No w tej postaci mało przydatna jest ta muszla, natomiast bardziej chodzi o to aby miejsce zachowało swoją funkcjonalność. Skoro nie tak dawno jakiś przedsiębiorca w środku parku chciał otwierać kawiarnie, to nie wierze, żeby nie było planów innego zagospodarowania miejsca po muszli na jakiś parking/galerie/sklepy. Miejsca w mieście jest dużo, sporo sklepów ,na Konstancji, Powstańców stoi pusta.
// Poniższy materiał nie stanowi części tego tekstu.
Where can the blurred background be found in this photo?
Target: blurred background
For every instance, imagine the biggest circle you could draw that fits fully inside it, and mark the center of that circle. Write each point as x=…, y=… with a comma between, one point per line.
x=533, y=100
Lokal po Rossmannie w byłym kinie czar od roku stoi pusty i do wynajęcia.
remont nie ma sensu jeśli ma służyć to pod festiwal reggae. muszla nie spełnia norm "wagowych" - zawieszenie tam czegokolwiek pod kątem festiwalu = pierdut ;-) dlatego muszę trzeba wyburzyć, kupić własną scenę i zagospodarować ów kawałek terenu który pozostanie. realnie poza festiwalem muszla nie jest wykorzystywana częściej niż przez 5 dni w roku, a utrzymać to trzeba. przenośna scena jest o niebo bardziej praktyczna. inna kwestia, że festiwal powinien być przeniesiony na stadion. łatwo tam zrobić pole namiotowe, już ogrodzone ;-) za trybuną krytą, poza tym obiekt będzie wykorzystany oraz ma pełny monitoring, z czasów kiedy Odra była w ekstraklasie. młodzi będą mogli sobie również zagrać w minigolfa na mosirze :-D
lepiej wyburzyć i w razie potrzeb stawiać tymczasową scenę, a zamiast remontować, czy raczej budować nową (bo chyba obecnej nie da się wyremontować, a zresztą i tak mimo zadaszenie deszcz padałna wykonawców), a pieniądze przeznaczyć należałoby na inne cele
Po co burzyć muszlę? Skoro mogą się tam odbyć reggae festiwal to dla czego nie odbywają się tam dni wodzisławia tylko na stadionie.